Muhalefet açısından eleştirilebilir olmakla birlikte, bu hususlarda
"alengirli durumlar var" tezinin ileri sürülmesi kitle psikolojisi üzerine oynamakla ilgili.
Kuşkusuz, kamu yatırımlarının özel sektör eliyle hayata geçirilmesinde ya da stratejik projelerde güvenli ve güvenilir iş insanlarının öne çıkarılmasında tutarlı onlarca gerekçe söz konusu.
Önemli olan...
Bu kararların şeffaflık ve ticari bilgi mahremiyetindeki hassas sınırlar da gözetilerek halka anlatılması. Bunun, muhalefete izahı ve ikna olmalarının beklenmesi gerçekçi görünmediğinden, sosyal medya ve konvansiyonel kanallar (gazete, tv, radyo) üzerinden geniş toplum kesimlerine ve meslek kuruluşlarına mal edilmesi hedeflenmeli.

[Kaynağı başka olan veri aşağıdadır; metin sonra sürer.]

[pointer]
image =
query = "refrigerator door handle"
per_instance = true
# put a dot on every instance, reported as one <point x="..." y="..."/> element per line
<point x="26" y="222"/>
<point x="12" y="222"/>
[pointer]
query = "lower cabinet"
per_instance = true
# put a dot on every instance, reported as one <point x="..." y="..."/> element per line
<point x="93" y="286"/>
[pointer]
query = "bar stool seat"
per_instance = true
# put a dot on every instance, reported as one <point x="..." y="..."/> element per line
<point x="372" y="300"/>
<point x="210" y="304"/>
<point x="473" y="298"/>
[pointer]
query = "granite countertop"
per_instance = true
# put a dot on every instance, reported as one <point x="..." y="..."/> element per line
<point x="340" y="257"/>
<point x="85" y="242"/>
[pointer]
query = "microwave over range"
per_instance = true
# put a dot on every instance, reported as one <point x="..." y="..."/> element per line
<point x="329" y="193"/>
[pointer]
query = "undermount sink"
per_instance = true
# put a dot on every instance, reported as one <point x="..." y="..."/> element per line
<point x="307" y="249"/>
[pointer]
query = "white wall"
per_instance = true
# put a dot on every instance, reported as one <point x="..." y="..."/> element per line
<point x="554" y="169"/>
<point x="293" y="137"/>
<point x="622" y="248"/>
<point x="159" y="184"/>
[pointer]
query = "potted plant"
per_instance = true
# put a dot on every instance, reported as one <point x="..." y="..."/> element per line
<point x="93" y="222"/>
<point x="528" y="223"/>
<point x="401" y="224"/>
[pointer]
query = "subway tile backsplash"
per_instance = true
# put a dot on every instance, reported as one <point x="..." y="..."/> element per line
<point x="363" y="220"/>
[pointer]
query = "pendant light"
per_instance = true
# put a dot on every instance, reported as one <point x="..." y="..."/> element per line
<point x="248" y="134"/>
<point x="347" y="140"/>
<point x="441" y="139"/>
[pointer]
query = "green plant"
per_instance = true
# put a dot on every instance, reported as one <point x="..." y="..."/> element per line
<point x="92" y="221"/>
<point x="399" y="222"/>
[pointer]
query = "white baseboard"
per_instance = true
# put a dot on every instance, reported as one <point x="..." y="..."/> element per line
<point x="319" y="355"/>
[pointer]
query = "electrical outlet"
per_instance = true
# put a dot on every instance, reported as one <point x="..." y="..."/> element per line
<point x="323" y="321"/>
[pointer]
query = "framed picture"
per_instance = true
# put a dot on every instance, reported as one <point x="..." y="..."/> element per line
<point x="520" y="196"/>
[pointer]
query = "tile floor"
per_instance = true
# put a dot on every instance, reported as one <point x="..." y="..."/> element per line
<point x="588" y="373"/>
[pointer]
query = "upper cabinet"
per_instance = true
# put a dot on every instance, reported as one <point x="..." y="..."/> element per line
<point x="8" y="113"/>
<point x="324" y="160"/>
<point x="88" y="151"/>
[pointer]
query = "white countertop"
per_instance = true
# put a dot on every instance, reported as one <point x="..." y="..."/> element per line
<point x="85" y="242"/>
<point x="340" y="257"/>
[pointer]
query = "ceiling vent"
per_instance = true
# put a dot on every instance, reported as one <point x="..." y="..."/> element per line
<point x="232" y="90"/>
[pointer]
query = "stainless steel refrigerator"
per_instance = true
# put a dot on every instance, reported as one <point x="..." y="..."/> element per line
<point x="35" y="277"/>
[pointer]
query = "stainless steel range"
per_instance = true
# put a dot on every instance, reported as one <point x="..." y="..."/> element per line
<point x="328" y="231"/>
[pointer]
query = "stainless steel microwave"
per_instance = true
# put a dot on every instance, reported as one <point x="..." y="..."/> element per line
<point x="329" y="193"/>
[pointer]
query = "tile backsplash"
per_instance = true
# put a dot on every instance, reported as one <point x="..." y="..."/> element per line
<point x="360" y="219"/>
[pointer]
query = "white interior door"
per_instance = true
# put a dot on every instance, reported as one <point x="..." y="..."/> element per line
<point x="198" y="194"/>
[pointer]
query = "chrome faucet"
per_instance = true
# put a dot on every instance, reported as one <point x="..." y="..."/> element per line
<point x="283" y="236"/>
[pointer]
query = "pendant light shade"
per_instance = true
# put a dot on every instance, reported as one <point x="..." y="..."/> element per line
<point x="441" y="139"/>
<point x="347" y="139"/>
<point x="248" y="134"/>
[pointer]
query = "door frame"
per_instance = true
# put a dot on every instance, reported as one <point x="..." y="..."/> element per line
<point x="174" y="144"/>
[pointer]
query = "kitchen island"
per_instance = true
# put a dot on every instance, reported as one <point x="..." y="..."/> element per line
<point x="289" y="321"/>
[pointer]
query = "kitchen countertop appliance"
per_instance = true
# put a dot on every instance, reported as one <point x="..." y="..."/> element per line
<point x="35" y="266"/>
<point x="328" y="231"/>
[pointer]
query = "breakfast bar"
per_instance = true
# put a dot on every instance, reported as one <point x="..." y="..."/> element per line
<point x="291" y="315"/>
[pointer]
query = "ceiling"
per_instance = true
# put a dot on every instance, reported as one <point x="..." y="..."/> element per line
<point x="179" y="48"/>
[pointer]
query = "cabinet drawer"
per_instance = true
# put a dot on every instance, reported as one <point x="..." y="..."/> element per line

Sadece bir örnek vereyim...
"Türkiye Varlık Fonu..."
Fon, öne sürüldüğü gibi denetime kapalı
değil. Uluslararası kabul görmüş bağımsız
denetim şirketlerince raporlanıyor. Cumhurbaşkanlığı Devlet Denetleme Kurulu (DDK) da inceleme yapıyor. Tüm bu bilgi ve belgeler TBMM'ye sunularak, siyasi büyüteç altında da analiz ediliyor. 2019 yılına ilişkin raporun biraz gecikmesi ise tamamen insani nedenlerden kaynaklanıyor. DDK'daki denetçi ekibin ve ailelerinin yaşadığı sağlık sorunları nedeni ile nihai raporun yazımı zaman alıyor.
***
Finansal iletişim derken...
Özellikle yabancı para otoriteleri ile kredi derecelendirme kuruluşlarına bedeli mukabili akıl hocalığı yapan isimlerle temas kurulup kurulmaması ve bunların rolleri üzerinde de durup düşünmek gerekiyor. Bu kadronun ezici çoğunluğunun, Türkiye önceliği ile küresel ilişkiler ağına dönük öncelikleri arasında hakikaten ciddi fark seziliyor. Söylediklerine göre, sadece rakamlara bakıyorlar, Türkiye'ye duygusal yaklaşmıyorlar!
Bu sıralar...
Merkez Bankası yönetiminin bahse konu kişi ve kuruluşlarla doğrudan görüşmesi ciddi bir hamle ve özgüven içeriyor.
Lakin sadece piyasa için çalışan bu aktörlerle uzun yolculuk sürdürülemeyeceğini bilmekte de fayda var.
İşte bu nedenle ekonomi yönetiminin bakış açısını yansıtabilen itibarlı, bilgili, finans analistlerine ve yorumlarına da ihtiyaç duyuluyor. Zira klasik iletişim tarzı sadece teknokratlardan alınan notların paylaşımını içerirken, finansal iletişim, işin uzmanlarınca gerçekleştirilen bir tür
"piyasa yapıcılığı" anlamına geliyor!
Özetle...
Sizi anlayan ve anlatanlar eksikse, taşıma su ile değirmen dönmez!